Jurica Dujmović counterbalances this argument by suggesting that AI is not replacing jobs, but simply augmenting and shifting them. The example he gives is when blacksmiths lost their horseshoe-making jobs because of the proliferation of the automobile in 1908. He writes:
“For every blacksmith that did lose his horseshoe-making job, a new workplace was opened for
a mechanic and his apprentices.”
And then, of course, as automobiles became more sophisticated (again, because of advancements in technology), it further required the maintenance of a professional auto mechanic rather than your weekend do-it-yourselfer. So perhaps the proliferation of artificially intelligent applications and robotics will foster a near net-zero job loss instead. After all, someone’s got to take care of all these robots, right?

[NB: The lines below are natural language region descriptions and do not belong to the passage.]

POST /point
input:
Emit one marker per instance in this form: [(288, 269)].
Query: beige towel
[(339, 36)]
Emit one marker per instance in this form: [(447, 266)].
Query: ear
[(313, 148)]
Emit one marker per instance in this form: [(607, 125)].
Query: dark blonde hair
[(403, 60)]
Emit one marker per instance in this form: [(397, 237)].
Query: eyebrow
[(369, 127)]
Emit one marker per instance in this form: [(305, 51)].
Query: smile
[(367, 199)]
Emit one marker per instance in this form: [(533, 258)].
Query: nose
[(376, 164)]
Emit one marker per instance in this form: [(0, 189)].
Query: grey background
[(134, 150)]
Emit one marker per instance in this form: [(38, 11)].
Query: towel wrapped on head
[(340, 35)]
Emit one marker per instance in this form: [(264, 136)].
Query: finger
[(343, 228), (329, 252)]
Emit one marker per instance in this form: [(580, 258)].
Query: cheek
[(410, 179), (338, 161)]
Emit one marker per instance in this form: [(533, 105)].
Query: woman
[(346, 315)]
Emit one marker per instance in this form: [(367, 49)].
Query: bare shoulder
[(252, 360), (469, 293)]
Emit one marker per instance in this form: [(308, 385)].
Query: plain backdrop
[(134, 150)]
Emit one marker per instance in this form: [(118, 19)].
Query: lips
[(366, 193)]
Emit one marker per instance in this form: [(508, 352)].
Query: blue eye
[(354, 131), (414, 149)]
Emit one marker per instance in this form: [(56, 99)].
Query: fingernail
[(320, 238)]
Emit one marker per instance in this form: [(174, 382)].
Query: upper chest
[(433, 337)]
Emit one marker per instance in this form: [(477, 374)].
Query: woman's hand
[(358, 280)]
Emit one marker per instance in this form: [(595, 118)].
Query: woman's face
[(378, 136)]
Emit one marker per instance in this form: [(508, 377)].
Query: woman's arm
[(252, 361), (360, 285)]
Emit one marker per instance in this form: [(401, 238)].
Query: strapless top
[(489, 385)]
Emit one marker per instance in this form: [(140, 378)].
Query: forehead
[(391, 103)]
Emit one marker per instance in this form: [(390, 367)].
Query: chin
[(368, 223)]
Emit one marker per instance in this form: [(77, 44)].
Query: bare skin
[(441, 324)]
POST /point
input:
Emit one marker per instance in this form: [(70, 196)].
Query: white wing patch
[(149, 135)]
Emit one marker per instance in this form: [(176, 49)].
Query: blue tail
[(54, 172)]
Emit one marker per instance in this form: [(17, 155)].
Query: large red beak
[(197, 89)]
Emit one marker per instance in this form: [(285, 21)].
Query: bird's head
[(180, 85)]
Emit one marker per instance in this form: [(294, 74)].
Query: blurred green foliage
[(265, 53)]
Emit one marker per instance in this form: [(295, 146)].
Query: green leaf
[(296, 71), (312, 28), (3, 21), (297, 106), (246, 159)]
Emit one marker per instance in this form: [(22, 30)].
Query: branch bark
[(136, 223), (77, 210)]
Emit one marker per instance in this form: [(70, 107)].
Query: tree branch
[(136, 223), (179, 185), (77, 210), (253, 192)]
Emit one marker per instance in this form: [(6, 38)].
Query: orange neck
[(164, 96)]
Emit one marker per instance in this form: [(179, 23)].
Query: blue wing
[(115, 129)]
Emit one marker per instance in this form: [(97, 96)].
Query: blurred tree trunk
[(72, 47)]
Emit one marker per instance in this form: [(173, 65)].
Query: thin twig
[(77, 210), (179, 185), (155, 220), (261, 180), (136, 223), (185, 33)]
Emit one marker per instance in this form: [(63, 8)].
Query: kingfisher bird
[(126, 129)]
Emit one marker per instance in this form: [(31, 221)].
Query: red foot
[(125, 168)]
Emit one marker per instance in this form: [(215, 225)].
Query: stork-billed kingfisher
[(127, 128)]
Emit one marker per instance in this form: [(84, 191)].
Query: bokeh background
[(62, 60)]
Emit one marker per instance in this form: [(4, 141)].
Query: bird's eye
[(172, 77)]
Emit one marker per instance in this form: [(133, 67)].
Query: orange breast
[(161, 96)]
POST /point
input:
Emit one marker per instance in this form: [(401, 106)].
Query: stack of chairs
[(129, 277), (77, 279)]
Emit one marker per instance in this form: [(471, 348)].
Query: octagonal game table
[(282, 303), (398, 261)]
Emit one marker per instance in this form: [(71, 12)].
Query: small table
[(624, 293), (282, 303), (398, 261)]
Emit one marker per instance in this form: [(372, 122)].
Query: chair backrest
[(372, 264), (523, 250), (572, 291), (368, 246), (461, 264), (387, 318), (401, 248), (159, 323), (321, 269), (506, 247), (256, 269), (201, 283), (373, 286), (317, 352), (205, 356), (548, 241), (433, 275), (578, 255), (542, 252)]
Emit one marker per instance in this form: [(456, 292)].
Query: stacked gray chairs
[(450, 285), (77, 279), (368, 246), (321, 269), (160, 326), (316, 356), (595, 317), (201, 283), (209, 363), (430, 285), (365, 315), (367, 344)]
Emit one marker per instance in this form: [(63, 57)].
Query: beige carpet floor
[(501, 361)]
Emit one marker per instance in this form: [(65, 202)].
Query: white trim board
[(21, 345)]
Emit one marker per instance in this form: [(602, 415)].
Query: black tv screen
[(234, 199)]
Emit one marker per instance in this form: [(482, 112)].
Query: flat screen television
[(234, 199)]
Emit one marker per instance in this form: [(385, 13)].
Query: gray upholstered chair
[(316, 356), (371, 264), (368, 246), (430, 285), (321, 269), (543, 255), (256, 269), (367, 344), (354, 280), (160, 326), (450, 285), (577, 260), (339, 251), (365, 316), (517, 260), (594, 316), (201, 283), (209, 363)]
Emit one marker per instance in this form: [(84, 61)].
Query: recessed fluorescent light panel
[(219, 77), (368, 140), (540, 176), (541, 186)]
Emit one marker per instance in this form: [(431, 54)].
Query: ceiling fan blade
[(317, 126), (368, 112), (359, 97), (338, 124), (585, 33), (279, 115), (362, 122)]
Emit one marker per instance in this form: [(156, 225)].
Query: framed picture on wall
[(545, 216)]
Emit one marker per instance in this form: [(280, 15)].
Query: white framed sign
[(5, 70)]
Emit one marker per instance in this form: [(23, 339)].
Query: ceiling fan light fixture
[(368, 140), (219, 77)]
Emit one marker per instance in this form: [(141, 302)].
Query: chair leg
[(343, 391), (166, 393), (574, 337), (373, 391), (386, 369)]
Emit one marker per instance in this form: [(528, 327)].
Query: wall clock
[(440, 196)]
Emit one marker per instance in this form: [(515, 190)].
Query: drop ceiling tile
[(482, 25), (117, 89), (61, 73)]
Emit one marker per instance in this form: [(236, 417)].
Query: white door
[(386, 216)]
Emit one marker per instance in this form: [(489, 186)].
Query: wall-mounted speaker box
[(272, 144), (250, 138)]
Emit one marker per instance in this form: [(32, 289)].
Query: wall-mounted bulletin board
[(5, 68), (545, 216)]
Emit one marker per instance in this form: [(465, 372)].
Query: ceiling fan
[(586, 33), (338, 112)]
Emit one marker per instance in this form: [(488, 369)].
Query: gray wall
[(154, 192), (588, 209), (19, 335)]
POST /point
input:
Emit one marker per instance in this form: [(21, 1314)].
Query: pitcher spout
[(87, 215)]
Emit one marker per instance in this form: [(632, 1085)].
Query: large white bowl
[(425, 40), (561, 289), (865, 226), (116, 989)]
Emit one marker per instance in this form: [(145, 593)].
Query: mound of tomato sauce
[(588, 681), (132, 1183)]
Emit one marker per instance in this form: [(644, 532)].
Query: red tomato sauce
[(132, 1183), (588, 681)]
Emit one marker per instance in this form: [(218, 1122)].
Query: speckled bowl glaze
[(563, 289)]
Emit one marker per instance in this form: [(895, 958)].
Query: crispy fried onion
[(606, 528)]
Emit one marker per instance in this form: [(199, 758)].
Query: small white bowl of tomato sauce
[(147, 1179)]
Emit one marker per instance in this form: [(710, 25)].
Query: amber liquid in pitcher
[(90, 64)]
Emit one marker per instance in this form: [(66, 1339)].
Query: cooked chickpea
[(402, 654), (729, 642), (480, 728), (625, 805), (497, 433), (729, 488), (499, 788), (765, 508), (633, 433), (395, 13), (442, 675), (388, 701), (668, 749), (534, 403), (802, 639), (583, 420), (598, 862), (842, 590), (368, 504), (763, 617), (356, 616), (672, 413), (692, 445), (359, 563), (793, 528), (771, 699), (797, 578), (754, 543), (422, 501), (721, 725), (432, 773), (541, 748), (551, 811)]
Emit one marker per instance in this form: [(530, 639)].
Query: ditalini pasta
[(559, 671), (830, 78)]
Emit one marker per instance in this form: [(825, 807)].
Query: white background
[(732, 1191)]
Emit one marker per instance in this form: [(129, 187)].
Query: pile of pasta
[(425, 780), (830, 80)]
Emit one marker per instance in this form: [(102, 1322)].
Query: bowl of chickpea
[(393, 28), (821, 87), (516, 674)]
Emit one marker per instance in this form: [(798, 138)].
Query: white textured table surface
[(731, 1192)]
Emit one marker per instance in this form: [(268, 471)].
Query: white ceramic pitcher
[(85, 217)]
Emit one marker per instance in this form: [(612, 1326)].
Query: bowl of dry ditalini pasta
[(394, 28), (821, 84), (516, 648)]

Recently, a Chinese inventor built a $50,000 robot replica of Scarlett Johansson to fulfill a childhood dream. This raises more than a few ethical red flags. If one cannot garner the attention and company of another human being, is it OK to simply make a second version of that person to appease latent desires?
Think for a moment how you would feel if a stranger built and interacted with a robotic replica of yourself. Creepy, right? Perhaps because lifelike robotics is still coming into fruition, the ethical guidelines are “lost in translation” (I had to throw my favorite Scarlett movie in here somewhere…). Nonetheless, we’re still nowhere near the point where a Scarlett Johansson robot can play her part in the upcoming Ghost in the Shell movie adaptation — or a Kusanagi robot, for that matter — but perhaps we’re not far off.
Drum machines have no soul
A drummer in my brother’s reggae band had this sticker on the outside of his bass drum: “Drum Machines Have No Soul.” Drummers are supposed to have near perfect rhythm; near-perfect being key. A perfect drum beat, like the kind you get when you program a drum machine, coupled with identical dynamic drum hits make it sound mechanical. It makes it sound, well, robotic. In some genres of music this is a desired effect (high-five if you listen to Kraftwerk). But most genres — reggae especially — do not benefit from that mechanical, robotic sound.
Extrapolated further, we can say it is the minor imperfections and subtle flaws of the human operator that imbue us with something special, something warm and alive — something analogue. I supposed this imperfection can be summed up as our own psyche, or, our own soul, of which no amount of code can completely replicate.
Can there really be a program for something so nuanced and fragile as the human self? Can we ever experience an “I-Thou” relationship with an artificially intelligent design, or will it forever be an “It.” I suppose that would depend on the person (and the robot). No matter how lifelike a robot’s appearance may be, I remain convinced a robot’s programmed personality will leave us wandering through the uncanny valley — at least for the time being.